Proteste di Kobane, si apre il processo (politico) all’Hdp

Turchia. Ieri prima udienza per i fatti del 2014: 29 capi d’accusa e 108 imputati. Benifei (Pd): «Era giusto essere presenti. Il giudice ha reso palesi i suoi preconcetti: ha già deciso per la condanna» Selahattin Demirtas e Figen Yuksekdag sono gli ex co-presidenti del Partito democratico del Popoli (Hdp) e sono in carcere dal novembre 2016. Cihan Erdal è uno studente alla Carleton University in Canada ed è in carcere dal settembre scorso.

In comune hanno l’accusa che pende sulle loro teste e su quelle di altri 106 membri e sostenitori dell’Hdp: aver incitato nel 2014 le cosiddette proteste di Kobane, esplose nel sud-est turco a maggioranza curda contro l’invasione da parte dell’Isis della città curdo-siriana e il sostegno peloso del governo di Ankara al progetto islamista. Ieri si è aperto il processo di massa.

DA ANNI, SU PRESSIONE di esponenti dell’esecutivo, procure amiche utilizzano quegli eventi per incarcerare migliaia di persone. Lo fanno tuttora e il caso di Erdal ne è l’esempio: 32 anni, dottorando in Canada e attivista per i diritti umani, è stato arrestato per «incitamento alla violenza». Aveva rilanciato un post di Demirtas su Facebook.

A gennaio è stato incriminato per aver incoraggiato le proteste di Kobane. Per lui si è mosso ieri anche il gruppo di lavoro dell’Onu sulle detenzioni arbitrarie. Il Palazzo di Vetro non è solo: l’attenzione internazionale intorno al processo è altissima, in aula erano presenti osservatori stranieri ed europarlamentari.
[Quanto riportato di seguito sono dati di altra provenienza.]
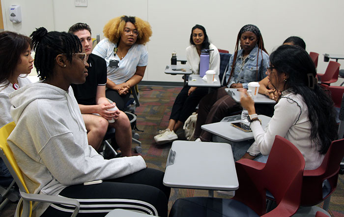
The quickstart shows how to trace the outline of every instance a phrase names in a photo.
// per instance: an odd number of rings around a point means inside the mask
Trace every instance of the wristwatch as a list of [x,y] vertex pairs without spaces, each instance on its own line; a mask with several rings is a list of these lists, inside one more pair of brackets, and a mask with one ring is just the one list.
[[257,114],[253,114],[249,115],[248,119],[249,122],[251,122],[253,120],[258,119],[258,115]]

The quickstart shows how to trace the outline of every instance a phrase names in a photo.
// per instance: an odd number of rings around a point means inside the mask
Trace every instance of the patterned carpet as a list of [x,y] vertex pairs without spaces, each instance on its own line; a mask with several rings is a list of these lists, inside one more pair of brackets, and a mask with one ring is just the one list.
[[[172,106],[181,87],[140,86],[141,104],[137,108],[138,127],[143,130],[140,133],[140,140],[143,143],[143,156],[148,166],[165,170],[166,161],[171,143],[157,145],[153,138],[159,130],[168,126]],[[180,139],[185,139],[182,130],[177,132]],[[172,189],[169,208],[178,198],[191,196],[207,196],[208,191],[203,190]],[[214,196],[228,197],[214,192]],[[322,207],[322,204],[319,206]],[[329,213],[332,217],[344,217],[344,175],[340,175],[337,190],[332,194]]]
[[[165,171],[166,159],[171,143],[157,145],[153,137],[159,130],[167,128],[173,103],[181,87],[140,86],[139,89],[141,106],[136,108],[136,114],[138,116],[138,128],[143,131],[143,132],[139,132],[140,140],[142,142],[142,155],[149,167]],[[179,130],[177,134],[179,139],[184,139],[185,136],[182,131]],[[207,195],[207,190],[172,189],[169,202],[169,210],[178,198]],[[216,192],[214,192],[214,196],[228,197]],[[322,204],[319,206],[321,207]],[[13,216],[15,206],[15,203],[10,203],[4,210],[0,211],[0,216]],[[344,217],[343,175],[340,175],[337,189],[332,195],[329,213],[332,217]]]

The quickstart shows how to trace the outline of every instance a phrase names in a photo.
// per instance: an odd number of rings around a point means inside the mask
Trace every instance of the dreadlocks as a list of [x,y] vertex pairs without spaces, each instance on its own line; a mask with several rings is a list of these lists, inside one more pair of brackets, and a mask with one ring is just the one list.
[[65,54],[72,62],[72,54],[82,52],[80,40],[75,35],[65,32],[48,32],[44,27],[36,28],[31,35],[33,49],[35,51],[34,66],[39,80],[49,79],[53,76],[55,58],[59,54]]

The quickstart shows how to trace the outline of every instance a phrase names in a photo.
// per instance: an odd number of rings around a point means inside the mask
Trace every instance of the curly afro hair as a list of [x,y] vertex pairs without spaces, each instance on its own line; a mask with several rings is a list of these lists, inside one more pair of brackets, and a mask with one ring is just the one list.
[[103,32],[111,42],[116,44],[122,35],[125,24],[129,22],[132,23],[139,31],[136,43],[145,44],[149,41],[152,35],[152,28],[149,23],[136,17],[122,16],[111,20],[104,27]]

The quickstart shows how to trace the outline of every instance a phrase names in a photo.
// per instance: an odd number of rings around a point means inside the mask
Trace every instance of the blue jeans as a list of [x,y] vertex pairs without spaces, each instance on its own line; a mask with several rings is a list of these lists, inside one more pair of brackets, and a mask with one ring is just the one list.
[[[214,142],[224,142],[229,144],[232,147],[233,152],[233,157],[234,161],[238,161],[246,153],[246,151],[249,149],[251,145],[255,141],[254,139],[250,139],[240,142],[233,142],[229,141],[225,138],[222,138],[217,136],[213,136],[213,141]],[[268,155],[264,156],[261,154],[256,157],[254,161],[258,162],[266,163],[267,161]]]

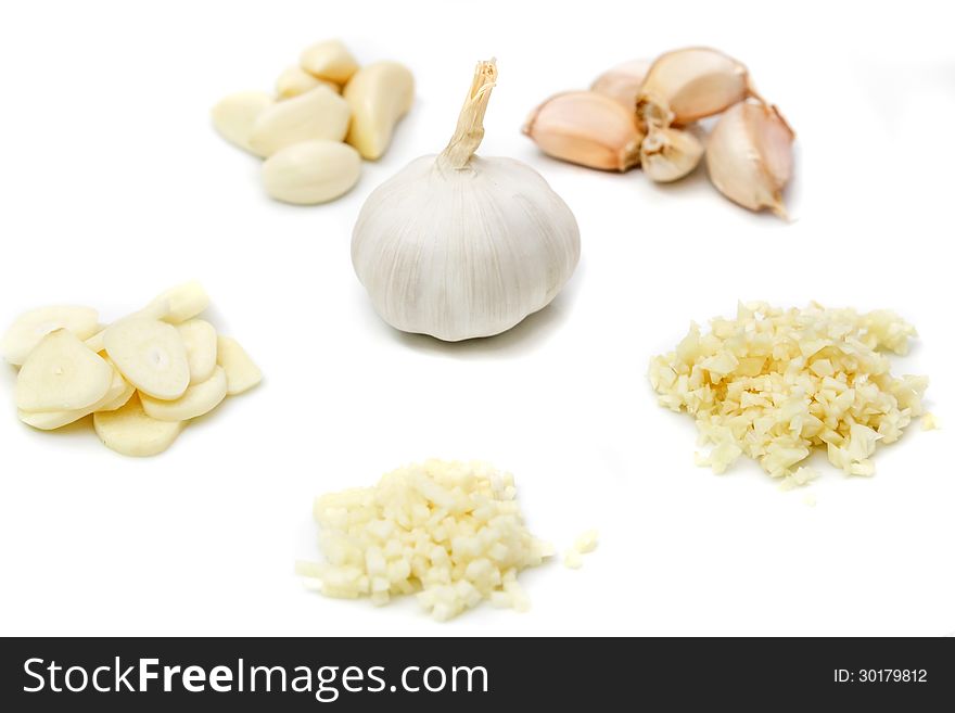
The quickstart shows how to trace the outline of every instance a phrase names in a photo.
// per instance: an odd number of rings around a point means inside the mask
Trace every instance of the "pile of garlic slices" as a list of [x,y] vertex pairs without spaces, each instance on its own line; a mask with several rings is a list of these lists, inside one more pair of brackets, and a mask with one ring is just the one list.
[[238,342],[198,319],[208,303],[187,283],[105,328],[89,307],[21,315],[0,340],[0,355],[20,367],[20,420],[53,431],[92,415],[106,447],[162,453],[190,419],[262,381]]
[[818,473],[803,461],[825,448],[846,474],[871,475],[876,444],[922,415],[928,379],[892,375],[883,354],[905,354],[914,335],[884,309],[740,304],[736,319],[711,320],[709,333],[692,324],[653,358],[650,383],[661,406],[696,419],[701,444],[713,446],[698,464],[717,473],[746,454],[785,486],[805,485]]
[[[716,115],[704,137],[697,122]],[[782,190],[795,135],[753,89],[747,67],[714,49],[620,64],[587,91],[545,101],[523,131],[556,158],[604,170],[640,166],[659,182],[689,175],[705,154],[710,180],[723,195],[786,217]]]
[[347,193],[361,158],[375,161],[415,99],[411,72],[397,62],[359,66],[339,40],[306,49],[273,94],[241,91],[213,107],[224,138],[265,158],[262,177],[277,201],[315,205]]
[[[553,555],[524,525],[514,480],[481,462],[429,460],[386,473],[374,487],[315,500],[324,562],[298,562],[306,586],[328,597],[417,594],[438,621],[483,600],[526,611],[518,574]],[[596,535],[583,549],[596,545]]]

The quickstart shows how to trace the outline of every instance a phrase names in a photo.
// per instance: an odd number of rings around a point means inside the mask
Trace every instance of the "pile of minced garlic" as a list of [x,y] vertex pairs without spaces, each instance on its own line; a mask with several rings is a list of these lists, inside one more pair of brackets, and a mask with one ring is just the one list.
[[889,310],[858,314],[740,304],[736,319],[697,324],[674,352],[650,362],[661,406],[686,409],[701,466],[724,472],[740,455],[785,486],[817,476],[800,468],[815,446],[852,475],[871,475],[876,443],[892,443],[921,413],[926,377],[889,373],[891,351],[906,354],[915,329]]
[[487,599],[526,611],[518,573],[553,548],[524,526],[513,476],[481,462],[429,460],[374,487],[315,500],[324,562],[300,562],[307,586],[329,597],[416,594],[438,621]]

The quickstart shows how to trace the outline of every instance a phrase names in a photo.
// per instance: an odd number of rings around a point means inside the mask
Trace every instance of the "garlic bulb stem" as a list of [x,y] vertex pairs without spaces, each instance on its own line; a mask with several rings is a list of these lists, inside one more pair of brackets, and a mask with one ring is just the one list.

LA VICENDA È NOTA: tra ottobre e novembre del 2014, dopo l’occupazione islamista di Kobane migliaia di persone, per lo più curdi, scesero in piazza nel sud est della Turchia contro l’apatia del governo a difesa del cantone siriano, a cui fece da contraltare la solerzia nell’impedire che gli attivisti curdo-turchi portassero aiuti alla città sotto assedio.

Il confine venne sbarrato, mentre la gendarmeria apriva il fuoco: morirono – i numeri restano incerti – tra i 46 e i 53 manifestanti. L’inchiesta, aperta nel 2019, è stata battezzata «Operazione Pkk/Kck» (il Partito curdo dei Lavoratori e l’Unione delle Comunità del Kurdistan, la federazione-ombrello di cui fanno parte i vari movimenti curdi di Turchia, Siria, Iraq e Iran che si ispirano alla teorizzazione di Abdullah Ocalan) nell’idea che sia stato il Pkk a ispirare la protesta e a trarne vantaggio.

VEDE ALLA SBARRA ex deputati, ex e attuali membri del comitato esecutivo dell’Hdp, sindaci. E attivisti come Erdal. Tutti accusati di 29 crimini diversi, tra cui omicidio, attentato all’unità dello Stato, danneggiamento di 197 scuole e 296 edifici pubblici e saccheggio di 1.731 abitazioni, reati per cui rischiano l’ergastolo.

Ieri il procedimento si è aperto in un’atmosfera avvelenata: «Il processo oggi è iniziato mostrando da subito la sua natura politica – ci racconta al telefono da Ankara, dove ha seguito l’udienza, l’europarlamentare del Pd Brando Benifei – Non ci è stato permesso di filmare ma avevamo più di un interprete. Il giudice ha battibeccato con Demirtas, dicendogli di non aver paura di lui».

«Queste sono frasi rivelatorie – prosegue Benifei – dell’atteggiamento di preconcetto del giudice che sembra avere già chiaro di voler andare verso una condanna. Un’impressione che abbiamo avuto noi e gli avvocati. La scelta è stata quella di chiedere la ricusazione del giudice che non ha seguito la procedura corretta: ha proseguito. Gli avvocati sono andati via e hanno disertato l’udienza».

ANCHE L’HDP, accusato di essere l’incitatore delle violenze con obiettivi terroristici, parla di «processo politico», tassello di una più vasta campagna per sradicarlo dal parlamento e dalle strade: arresti, commissariamenti di centinaia di comuni, denunce per metterlo al bando.

«È chiaro – conclude Benifei – che sotto processo c’è la possibilità dell’Hdp di fare politica ed è condannata la solidarietà nei confronti dei curdi che si sono battuti contro l’Isis a Kobane. Per questo era giusto essere presenti, anche per rispondere a una chiamata di vicinanza che ci è stata lanciata dall’Hdp. Penso che sia nostro dovere come parlamentari europei non abbandonare i curdi che vivono questa situazione di forte contrasto al proprio diritto di esistere».